While Stone said he didn't want to get anyone in trouble, he said he learned many things about the investigation from West, who was the only UM official he spoke with on the phone. Stone vividly recalled the first telephone conversation with West, who he said called him while he was in Ojai, California, celebrating his 69th birthday on Aug. 20.

"That's when I learned that there were many other cases," said Stone.

Stone said he spoke by phone two others times with West and learned about other allegations.

"I didn't know that he continued molesting people at the Health Service," said Stone. "And then because they (UM) had that problem, they transferred him over to make him the team physician at Michigan. I didn't know any of that."

West asked Stone to send his medical records. After they arrived, Stone said the detective called him and asked if the rectal examination that the doctor gave him was medically necessary.

 "In this instance it was, and that's when he revealed that the (alleged) sexual assaults of the athletes involved unnecessary and inappropriate rectal examinations," Stone said.

"He referred to Dr. Anderson as a monster."

West did not respond to phone and email messages from The News this week.

"I was not prepared for where the letter would lead," Stone continued, "or the new revelations that have shaken me, disturbed me and continue to haunt me."

In early January, Stone sought a copy of the report that resulted from his allegations. At West's direction, Stone emailed Jesse Johnson, records and evidence manager at the UM police department.

"As you were previously notified by Det. West, that report could not be released until the Prosecutor's Office has completed its review," Johnson wrote on Jan. 3. "The report still does not contain any documentation that the review has been completed. That report thus cannot be released to you at this time. That report is also extremely large and documents many other victims, and any release will have to be heavily redacted."

Stone asked if the case was open and when the file was sent to the Prosecutor's Office for review.

Johnson wrote: "Yes, it is open. The case was first submitted on 04-24-19, but there are many victims, so follow up supplemental reports were submitted after that as they were completed."

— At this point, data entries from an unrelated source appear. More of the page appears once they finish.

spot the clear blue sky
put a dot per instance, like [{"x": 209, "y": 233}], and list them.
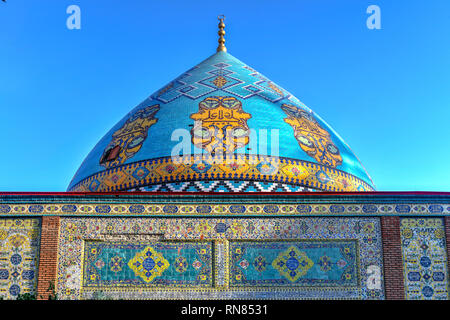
[{"x": 386, "y": 92}]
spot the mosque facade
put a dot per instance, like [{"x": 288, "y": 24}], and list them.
[{"x": 223, "y": 185}]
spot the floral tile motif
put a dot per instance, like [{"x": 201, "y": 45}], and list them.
[
  {"x": 327, "y": 263},
  {"x": 424, "y": 258},
  {"x": 75, "y": 267},
  {"x": 19, "y": 256},
  {"x": 141, "y": 264}
]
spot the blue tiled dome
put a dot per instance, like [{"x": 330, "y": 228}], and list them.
[{"x": 271, "y": 141}]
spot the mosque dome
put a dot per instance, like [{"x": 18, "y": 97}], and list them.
[{"x": 221, "y": 126}]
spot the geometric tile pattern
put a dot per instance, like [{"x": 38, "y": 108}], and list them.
[
  {"x": 145, "y": 264},
  {"x": 224, "y": 186},
  {"x": 214, "y": 207},
  {"x": 203, "y": 168},
  {"x": 19, "y": 253},
  {"x": 351, "y": 247},
  {"x": 424, "y": 258},
  {"x": 300, "y": 263}
]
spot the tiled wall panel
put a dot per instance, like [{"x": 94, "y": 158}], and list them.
[
  {"x": 19, "y": 253},
  {"x": 424, "y": 258}
]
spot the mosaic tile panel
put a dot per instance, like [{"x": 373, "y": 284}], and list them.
[
  {"x": 294, "y": 263},
  {"x": 424, "y": 258},
  {"x": 363, "y": 233},
  {"x": 218, "y": 209},
  {"x": 19, "y": 252},
  {"x": 125, "y": 264}
]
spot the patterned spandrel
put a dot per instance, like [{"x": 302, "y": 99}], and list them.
[
  {"x": 424, "y": 258},
  {"x": 19, "y": 256}
]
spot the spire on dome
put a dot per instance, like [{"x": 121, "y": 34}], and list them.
[{"x": 221, "y": 34}]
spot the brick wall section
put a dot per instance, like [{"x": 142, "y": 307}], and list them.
[
  {"x": 447, "y": 240},
  {"x": 392, "y": 258},
  {"x": 48, "y": 257}
]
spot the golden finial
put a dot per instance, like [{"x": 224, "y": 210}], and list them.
[{"x": 221, "y": 34}]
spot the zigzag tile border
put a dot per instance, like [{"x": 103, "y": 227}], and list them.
[{"x": 206, "y": 169}]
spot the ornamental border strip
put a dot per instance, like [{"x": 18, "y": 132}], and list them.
[
  {"x": 205, "y": 209},
  {"x": 126, "y": 177},
  {"x": 227, "y": 292}
]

Stone isn't the first to accuse Anderson of inappropriate behavior.

In 1995, a woman filed a lawsuit in Washtenaw County Circuit Court against Anderson, alleging that she felt violated by him after she was required to undergo a pre-employment physical examination for a job as a receptionist with Allied Inc., an Ann Arbor business.

The company sent the job applicant to Anderson, the retained physician, and he allegedly touched and manipulated her breasts "purportedly" as part of a breast exam, and performed a vaginal and rectal exam, according to the lawsuit. She later found out from other female colleagues that the exam was not routine.

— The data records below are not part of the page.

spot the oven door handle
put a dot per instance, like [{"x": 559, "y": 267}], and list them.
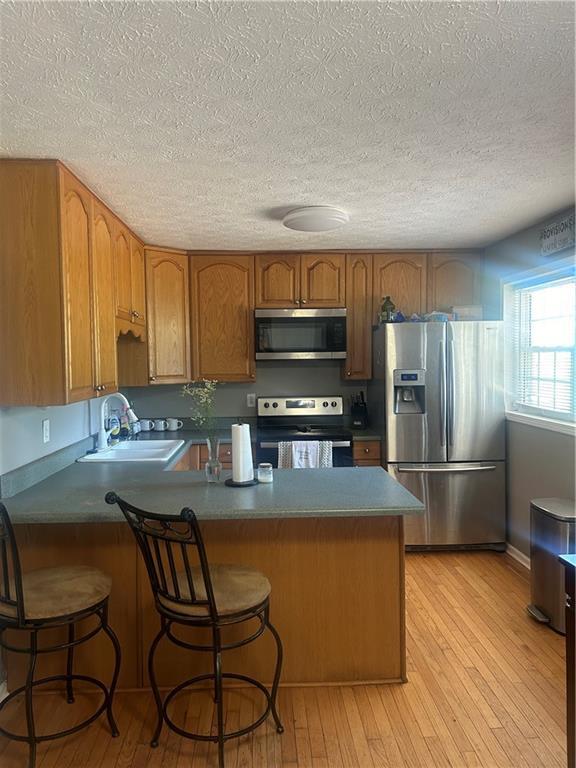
[{"x": 335, "y": 444}]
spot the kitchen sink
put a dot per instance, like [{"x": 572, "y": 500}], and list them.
[{"x": 148, "y": 450}]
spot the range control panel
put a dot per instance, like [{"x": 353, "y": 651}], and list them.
[{"x": 300, "y": 406}]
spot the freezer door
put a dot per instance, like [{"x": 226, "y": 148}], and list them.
[
  {"x": 475, "y": 376},
  {"x": 465, "y": 503},
  {"x": 416, "y": 347}
]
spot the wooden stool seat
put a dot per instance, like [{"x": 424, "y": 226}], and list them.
[
  {"x": 50, "y": 593},
  {"x": 236, "y": 589}
]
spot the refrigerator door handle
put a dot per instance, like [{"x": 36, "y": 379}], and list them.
[
  {"x": 442, "y": 470},
  {"x": 451, "y": 393},
  {"x": 442, "y": 394}
]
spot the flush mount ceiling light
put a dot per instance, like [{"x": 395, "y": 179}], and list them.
[{"x": 315, "y": 218}]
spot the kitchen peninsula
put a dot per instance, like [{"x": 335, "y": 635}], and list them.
[{"x": 330, "y": 541}]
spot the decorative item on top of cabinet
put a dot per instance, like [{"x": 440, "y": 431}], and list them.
[
  {"x": 167, "y": 286},
  {"x": 454, "y": 278},
  {"x": 222, "y": 302},
  {"x": 402, "y": 276},
  {"x": 54, "y": 322},
  {"x": 294, "y": 280},
  {"x": 366, "y": 453},
  {"x": 358, "y": 364}
]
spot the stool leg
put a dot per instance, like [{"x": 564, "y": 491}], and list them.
[
  {"x": 70, "y": 665},
  {"x": 278, "y": 671},
  {"x": 163, "y": 629},
  {"x": 28, "y": 698},
  {"x": 117, "y": 661},
  {"x": 218, "y": 693}
]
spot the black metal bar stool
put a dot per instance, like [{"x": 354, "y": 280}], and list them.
[
  {"x": 50, "y": 598},
  {"x": 199, "y": 595}
]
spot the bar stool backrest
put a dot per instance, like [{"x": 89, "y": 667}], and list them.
[
  {"x": 11, "y": 592},
  {"x": 171, "y": 546}
]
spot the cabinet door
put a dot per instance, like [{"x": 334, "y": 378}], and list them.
[
  {"x": 222, "y": 297},
  {"x": 138, "y": 281},
  {"x": 402, "y": 276},
  {"x": 168, "y": 316},
  {"x": 277, "y": 280},
  {"x": 103, "y": 301},
  {"x": 123, "y": 282},
  {"x": 358, "y": 316},
  {"x": 454, "y": 279},
  {"x": 75, "y": 224},
  {"x": 323, "y": 279}
]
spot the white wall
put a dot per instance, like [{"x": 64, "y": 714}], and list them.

"As a result of these 'examinations,' plaintiff felt extremely uncomfortable, violated and confused as to why they had occurred," the suit said.

The woman stopped talking with her attorney, Lore A. Rogers, according to a filing with  the suit, and the complaint was dismissed soon after.

Reached via email, the woman declined to comment.

Rogers, now a staff attorney and staff training coordinator for Michigan Domestic and Sexual Violence Prevention and Treatment Board, said she could not recall the case and declined to comment.

Jill Anderson questioned Stone's motives for coming forward years after her father died.

"What's the point of it, to drag my dad’s name through the dirt?" she said. "There is no way to disprove it."

Stone said he is going public with his story in hopes of encouraging other victims to speak up and reveal the truth about the extent of sexual abuse of men.   

"And we'll only know that if people step forward," Stone said. "I don't think any man would really want to be the face of male sexual assault survivors in the 21st century. But if men don't start coming forward, these things are just going to go on."